What about Eastern Europe? The first thing to be said is that six months after the entry into the EU is hardly the time to pass final judgements. The second thing is that it was not precisely tinpot dictators they were suffering from before 1989 but a complex, well-worked out and deeply oppressive political system. The consequences of that system and its collapse are still being worked out in Eastern Europe as well as the former Soviet Union, not least its largest and most important member, Russia.
However, it is fair to say that the determination of the Central European countries (and, really, they are the ones that have become part of the EU) to develop democratic systems and to stick to them has been quite astonishing. It happened without any help from the EU, which, as our readers may recall, was very wary about negotiations for several years after the wall’s destruction.
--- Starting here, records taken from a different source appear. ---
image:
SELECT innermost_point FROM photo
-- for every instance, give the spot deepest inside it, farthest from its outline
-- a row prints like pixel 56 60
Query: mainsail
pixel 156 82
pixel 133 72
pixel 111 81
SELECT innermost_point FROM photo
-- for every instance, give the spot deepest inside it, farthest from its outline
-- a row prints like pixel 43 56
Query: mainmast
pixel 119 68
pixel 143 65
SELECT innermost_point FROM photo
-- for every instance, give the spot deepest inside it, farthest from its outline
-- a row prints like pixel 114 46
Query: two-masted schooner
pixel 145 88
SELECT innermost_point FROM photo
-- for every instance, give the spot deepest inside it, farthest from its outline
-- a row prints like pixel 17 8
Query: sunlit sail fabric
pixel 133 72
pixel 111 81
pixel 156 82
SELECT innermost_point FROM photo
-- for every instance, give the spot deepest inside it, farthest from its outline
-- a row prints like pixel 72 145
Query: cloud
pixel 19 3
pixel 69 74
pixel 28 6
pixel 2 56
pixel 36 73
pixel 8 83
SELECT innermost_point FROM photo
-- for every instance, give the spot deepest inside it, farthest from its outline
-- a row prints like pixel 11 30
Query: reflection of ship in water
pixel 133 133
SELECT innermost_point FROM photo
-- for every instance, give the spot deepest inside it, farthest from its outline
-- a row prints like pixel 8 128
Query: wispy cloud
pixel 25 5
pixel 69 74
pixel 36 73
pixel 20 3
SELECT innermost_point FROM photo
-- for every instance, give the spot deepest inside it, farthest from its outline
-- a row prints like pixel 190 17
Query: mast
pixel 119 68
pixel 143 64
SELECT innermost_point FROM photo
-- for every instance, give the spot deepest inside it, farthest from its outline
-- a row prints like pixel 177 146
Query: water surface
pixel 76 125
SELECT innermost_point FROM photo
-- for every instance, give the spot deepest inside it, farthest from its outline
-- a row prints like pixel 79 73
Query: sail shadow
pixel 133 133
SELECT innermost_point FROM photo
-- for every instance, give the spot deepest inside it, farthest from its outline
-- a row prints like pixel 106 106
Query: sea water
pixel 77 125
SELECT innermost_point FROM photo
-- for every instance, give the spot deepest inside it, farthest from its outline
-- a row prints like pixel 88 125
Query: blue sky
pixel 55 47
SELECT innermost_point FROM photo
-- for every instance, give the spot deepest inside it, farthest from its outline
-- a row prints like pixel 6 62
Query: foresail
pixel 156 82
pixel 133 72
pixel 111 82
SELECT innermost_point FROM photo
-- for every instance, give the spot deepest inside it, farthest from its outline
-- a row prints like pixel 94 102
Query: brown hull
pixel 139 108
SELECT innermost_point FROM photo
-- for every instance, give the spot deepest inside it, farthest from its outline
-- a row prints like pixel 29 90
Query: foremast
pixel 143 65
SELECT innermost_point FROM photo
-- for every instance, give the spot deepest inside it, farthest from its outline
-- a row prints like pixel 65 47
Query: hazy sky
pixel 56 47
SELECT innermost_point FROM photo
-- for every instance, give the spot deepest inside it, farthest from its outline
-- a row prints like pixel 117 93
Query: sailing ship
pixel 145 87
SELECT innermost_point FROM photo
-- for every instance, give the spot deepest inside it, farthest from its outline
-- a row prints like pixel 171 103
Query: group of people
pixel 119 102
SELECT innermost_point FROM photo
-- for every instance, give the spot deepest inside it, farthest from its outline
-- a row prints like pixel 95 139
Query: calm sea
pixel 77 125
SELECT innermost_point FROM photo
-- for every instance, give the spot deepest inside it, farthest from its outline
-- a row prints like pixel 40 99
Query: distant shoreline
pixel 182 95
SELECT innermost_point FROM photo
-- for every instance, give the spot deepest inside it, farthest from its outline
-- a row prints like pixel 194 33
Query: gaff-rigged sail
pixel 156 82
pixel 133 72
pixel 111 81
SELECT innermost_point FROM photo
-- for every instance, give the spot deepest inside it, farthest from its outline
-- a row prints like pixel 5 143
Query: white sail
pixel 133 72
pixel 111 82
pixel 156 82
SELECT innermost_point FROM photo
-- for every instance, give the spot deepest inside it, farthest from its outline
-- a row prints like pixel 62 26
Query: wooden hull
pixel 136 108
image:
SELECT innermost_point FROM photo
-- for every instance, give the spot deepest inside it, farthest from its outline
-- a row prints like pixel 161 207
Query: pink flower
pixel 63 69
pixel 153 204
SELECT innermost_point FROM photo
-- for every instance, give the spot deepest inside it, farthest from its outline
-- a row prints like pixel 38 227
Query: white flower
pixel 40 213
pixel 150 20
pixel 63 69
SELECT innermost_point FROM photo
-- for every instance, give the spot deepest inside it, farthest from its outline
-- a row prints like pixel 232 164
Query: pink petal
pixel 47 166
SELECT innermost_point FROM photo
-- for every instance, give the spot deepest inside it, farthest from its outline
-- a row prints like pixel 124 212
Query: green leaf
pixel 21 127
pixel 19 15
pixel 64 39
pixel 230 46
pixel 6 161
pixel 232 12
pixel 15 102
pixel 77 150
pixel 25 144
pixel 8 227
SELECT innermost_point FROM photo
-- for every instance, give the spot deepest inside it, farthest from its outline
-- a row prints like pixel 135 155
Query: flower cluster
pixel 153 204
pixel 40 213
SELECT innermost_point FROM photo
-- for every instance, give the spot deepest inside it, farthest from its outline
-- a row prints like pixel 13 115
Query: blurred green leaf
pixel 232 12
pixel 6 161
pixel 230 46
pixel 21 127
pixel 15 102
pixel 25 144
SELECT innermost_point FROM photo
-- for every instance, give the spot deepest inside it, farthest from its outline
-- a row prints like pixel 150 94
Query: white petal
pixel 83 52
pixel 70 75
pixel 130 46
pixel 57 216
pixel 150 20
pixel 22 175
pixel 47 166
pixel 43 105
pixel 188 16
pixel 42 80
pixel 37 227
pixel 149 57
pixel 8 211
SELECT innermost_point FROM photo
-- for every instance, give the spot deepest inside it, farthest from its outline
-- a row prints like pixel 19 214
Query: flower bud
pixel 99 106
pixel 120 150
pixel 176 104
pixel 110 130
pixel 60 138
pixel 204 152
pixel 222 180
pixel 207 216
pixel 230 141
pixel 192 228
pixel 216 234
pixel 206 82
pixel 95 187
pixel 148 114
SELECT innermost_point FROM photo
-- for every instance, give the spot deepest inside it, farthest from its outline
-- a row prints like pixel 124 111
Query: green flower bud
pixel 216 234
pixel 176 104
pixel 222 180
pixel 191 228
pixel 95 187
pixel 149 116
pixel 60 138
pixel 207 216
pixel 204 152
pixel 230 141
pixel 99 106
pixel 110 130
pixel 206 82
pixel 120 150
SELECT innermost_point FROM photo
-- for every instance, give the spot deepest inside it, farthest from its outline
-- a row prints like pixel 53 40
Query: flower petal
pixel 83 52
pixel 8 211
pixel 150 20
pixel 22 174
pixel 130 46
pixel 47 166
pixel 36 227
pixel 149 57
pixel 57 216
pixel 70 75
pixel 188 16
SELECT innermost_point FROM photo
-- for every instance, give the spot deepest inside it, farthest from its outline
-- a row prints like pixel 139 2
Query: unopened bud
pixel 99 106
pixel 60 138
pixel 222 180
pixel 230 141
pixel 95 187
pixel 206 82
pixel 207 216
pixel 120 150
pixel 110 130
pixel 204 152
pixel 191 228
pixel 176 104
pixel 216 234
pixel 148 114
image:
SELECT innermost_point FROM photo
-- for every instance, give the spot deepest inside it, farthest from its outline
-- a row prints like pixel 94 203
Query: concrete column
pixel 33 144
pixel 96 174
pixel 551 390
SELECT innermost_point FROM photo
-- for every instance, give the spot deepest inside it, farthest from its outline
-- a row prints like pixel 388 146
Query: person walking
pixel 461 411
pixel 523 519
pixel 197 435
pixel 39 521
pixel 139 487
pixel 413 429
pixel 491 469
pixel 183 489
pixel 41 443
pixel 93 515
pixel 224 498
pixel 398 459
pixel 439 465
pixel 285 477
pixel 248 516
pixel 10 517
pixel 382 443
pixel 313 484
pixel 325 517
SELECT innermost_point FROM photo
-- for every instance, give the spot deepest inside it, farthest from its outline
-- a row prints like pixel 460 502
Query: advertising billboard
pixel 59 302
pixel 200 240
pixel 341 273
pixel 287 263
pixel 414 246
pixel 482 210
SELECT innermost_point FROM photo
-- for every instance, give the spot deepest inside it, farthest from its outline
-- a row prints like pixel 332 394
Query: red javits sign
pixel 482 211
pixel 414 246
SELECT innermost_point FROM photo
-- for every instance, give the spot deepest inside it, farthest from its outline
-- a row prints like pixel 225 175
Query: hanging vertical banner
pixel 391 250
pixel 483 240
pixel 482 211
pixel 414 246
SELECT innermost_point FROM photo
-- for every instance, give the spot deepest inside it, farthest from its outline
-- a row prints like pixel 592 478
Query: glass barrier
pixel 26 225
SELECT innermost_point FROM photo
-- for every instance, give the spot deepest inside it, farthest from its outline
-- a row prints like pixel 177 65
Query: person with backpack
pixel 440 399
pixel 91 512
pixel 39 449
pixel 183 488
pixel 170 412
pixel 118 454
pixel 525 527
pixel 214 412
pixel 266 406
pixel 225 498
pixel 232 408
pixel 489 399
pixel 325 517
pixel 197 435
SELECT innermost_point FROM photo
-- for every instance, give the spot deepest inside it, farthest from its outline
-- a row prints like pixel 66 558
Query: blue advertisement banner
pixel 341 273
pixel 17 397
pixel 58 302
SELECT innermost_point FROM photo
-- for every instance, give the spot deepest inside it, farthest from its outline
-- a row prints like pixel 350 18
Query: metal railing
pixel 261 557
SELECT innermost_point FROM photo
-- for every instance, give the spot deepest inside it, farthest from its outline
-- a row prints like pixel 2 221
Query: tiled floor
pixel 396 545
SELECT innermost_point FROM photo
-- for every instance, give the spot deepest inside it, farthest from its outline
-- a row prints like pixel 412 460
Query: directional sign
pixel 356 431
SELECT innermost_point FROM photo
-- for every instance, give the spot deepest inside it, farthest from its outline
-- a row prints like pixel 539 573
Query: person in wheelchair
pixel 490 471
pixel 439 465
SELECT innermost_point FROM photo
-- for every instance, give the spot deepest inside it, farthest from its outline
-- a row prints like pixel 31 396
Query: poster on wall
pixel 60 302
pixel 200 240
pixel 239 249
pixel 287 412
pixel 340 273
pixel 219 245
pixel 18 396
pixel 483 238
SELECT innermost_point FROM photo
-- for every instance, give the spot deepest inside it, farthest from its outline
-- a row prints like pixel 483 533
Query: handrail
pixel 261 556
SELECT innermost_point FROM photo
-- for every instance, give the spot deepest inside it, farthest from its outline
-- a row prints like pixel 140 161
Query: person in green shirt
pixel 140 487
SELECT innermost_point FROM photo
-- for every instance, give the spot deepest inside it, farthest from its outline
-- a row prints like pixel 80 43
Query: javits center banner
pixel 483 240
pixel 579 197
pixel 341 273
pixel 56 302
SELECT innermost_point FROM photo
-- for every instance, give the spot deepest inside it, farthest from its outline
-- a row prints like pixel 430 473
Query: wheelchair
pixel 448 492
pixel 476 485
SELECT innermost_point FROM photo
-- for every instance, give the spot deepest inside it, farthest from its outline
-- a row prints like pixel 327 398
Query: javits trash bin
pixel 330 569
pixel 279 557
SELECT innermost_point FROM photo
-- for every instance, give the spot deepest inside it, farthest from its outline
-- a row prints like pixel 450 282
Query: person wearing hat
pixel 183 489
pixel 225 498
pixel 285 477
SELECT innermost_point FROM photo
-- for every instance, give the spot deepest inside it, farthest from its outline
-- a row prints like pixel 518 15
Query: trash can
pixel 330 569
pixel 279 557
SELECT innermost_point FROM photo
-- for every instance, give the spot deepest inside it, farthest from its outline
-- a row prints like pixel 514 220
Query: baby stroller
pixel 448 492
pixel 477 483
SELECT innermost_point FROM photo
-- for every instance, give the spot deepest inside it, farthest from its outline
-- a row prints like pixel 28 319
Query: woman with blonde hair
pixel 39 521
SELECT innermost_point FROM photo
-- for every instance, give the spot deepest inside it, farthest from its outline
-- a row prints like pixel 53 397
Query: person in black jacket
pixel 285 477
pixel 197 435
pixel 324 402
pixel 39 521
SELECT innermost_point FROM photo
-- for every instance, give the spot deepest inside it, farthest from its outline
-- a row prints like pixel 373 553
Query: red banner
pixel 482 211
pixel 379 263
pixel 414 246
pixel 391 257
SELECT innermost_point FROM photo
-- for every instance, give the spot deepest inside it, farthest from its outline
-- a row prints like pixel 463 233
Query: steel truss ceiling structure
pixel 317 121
Equally astonishing has been those countries’ determination to liberalize much of their economy. Mr Bootle is a little disingenuous in his suggestion that this process took place as a result of negotiations with the EU. On the contrary, several of the new member states have found that they have had to reverse some of the liberalizing legislation, in order to fit in with the EU’s own less than liberal order.
Nor has that process stopped, as we can see with the repeated attempts to change the corporate tax rates and the demands that all the various economic, social and environmental regulations be put into place, in order that the core countries should have no real competition in the east. What makes Mr Bootle think that only the large members are held back by regulation, harmonization and suppression of competition?
Has Turkey benefited from negotiations with the EU so far? Hard to say. It is beginning to do things that fit the EU’s image of what a country should be like in order to become a member but is that necessarily of benefit? Will it benefit from further negotiations, assuming they actually happen? Possibly. But, equally, possibly not.
The East Europeans found that once real negotiations started they were so badly treated and bullied and cheated to such an extent that support for entry collapsed in those countries. With Turkey being somewhat more volatile politically, the same process could have serious consequences.